Wednesday 31 October, 2018

Beyond Imaging: the paradox of AI and medical imaging innovation

AI will change the interaction between doctors and patients. But most patients won’t even know it’s there. That’s because improving the patient experience, provider productivity, diagnostic accuracy and overall quality of care won’t happen overnight or as part of some massive disruption. The best artificial intelligence (AI) will evolve invisibly with and into the existing care continuum – embedded into workflows, applications and devices already in use today.
Today, hospitals store hundreds of millions of digital images, their numbers growing as imaging scanners such as MRIs and CTs become better at capturing thinner and thinner slices of the body – and 3D and 4D images become the norm. There is simply no way humans can turn that much data into useful information.
Hospitals are producing 50 petabytes of data per year[1]. A staggering 90 percent of all healthcare data comes from medical imaging. It’s a lot of information, and more than 97 percent of it goes unanalyzed or unused.
That’s where AI comes in.
AI is vital to tackling this “deluge of data” challenge in healthcare – and medical imaging is a logical place for AI to prove its worth. To do so, man and machine must work together, and radiologists need to appreciate that their roles will transform. By embracing the machine as an integral part of the care team, enabling it to automate routine procedures and processes, clinicians can focus on the most complex and critically ill patients and more efficiently and effectively diagnose and treat disease.
AI-powered medical imaging systems can produce scans that help radiologists identify patterns – and help them treat patients with emergent or serious conditions more quickly. The goal: more accurate, quality care.
Healthcare + Digital
Healthcare providers, equipment manufacturers and imaging technology vendors all have an important role to play in the adoption and evolution of AI in healthcare. For providers specifically, it is key they ensure the tools address the most impactful patient cases or workflow inefficiencies and that they help validate the algorithms in a clinical environment so seamless integration is possible.
Modernizing enterprise imaging can help to improve the overall flow of information in today’s complex healthcare networks.
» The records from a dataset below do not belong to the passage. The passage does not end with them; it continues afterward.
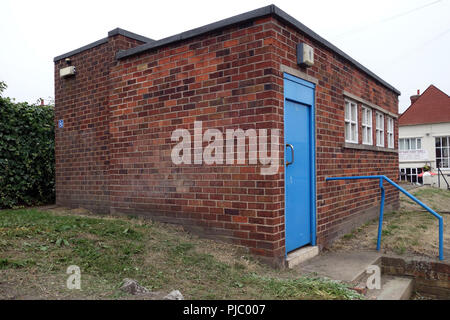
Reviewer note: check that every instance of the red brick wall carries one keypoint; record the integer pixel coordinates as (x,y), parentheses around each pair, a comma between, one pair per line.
(228,80)
(223,80)
(338,203)
(81,150)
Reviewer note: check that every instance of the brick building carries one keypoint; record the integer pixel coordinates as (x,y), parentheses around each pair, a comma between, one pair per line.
(116,117)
It can also help to establish the consolidated data foundation needed for the efficient use of emerging AI solutions and other data analytics tools.
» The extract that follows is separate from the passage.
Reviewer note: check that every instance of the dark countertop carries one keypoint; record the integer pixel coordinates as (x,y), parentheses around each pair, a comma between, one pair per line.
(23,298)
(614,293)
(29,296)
That’s why GE Healthcare and Intel have partnered to design the next generation of imaging technology.
At a first-of-its-kind digital development lab for healthcare imaging technology, Intel and GE Healthcare coders are developing, testing and validating new innovations across medical imaging hardware, software, cloud and edge technology using the new Intel Xeon Scalable platform. The goal is to create solutions that will offer greater hospital efficiency through increased asset performance, reduced patient risk and dosage exposure – with faster image processing – and expedited time to diagnosis and treatment. Specifically, Intel and GE aim to enable radiologists to read images more quickly and to lower the total cost of ownership for imaging devices by up to 25 percent.
Clinicians + Code
In addition to looking at ways to best leverage the big data information from medical images, GE Healthcare is also turning to small data – a data source accessible on a local or department level – to gain valuable, real-time insights into employee practices and patient care to address workflow pain points.
Healthcare’s oldest form of medical imaging, X-ray scans, account for three-fifths of all medical imaging,[3] but X-ray “reject rates,” the number of images that cannot be used due to poor image quality or patient positioning, can approach 25 percent. [4] Reducing these reject rates could save time and resources, improving the patient experience.
That’s why GE Healthcare developed an X-ray analytics application that helps clinicians automate their data collection to understand the root causes of rejected images. Piloted at the University of Washington, the application has saved their radiology department measurable time and resources (up to 230 mouse clicks and seven hours of time) and has provided technologists with readily available feedback to help them work more efficiently.[5]
This work will eventually help radiologists and technologists get the right image on the first try – improving department productivity and freeing up more time for clinical interpretation and patient interaction. Leveraging small data for specific purposes can produce big wins that move organizations along in affecting change.

The Beyond Imaging Future
AI is not a “one size fits all” solution. It’s about going beyond the imaging machine to make it intelligent with software and analytics. AI partnerships and advanced analytics teams have made significant progress over the past few years, but the work and outcomes are just getting started.
These AI-enabled tools will quickly feel invisible, making way for a more personal doctor-to-patient experience. AI can empower clinicians to do their best work by freeing up their attention to do what only a human can.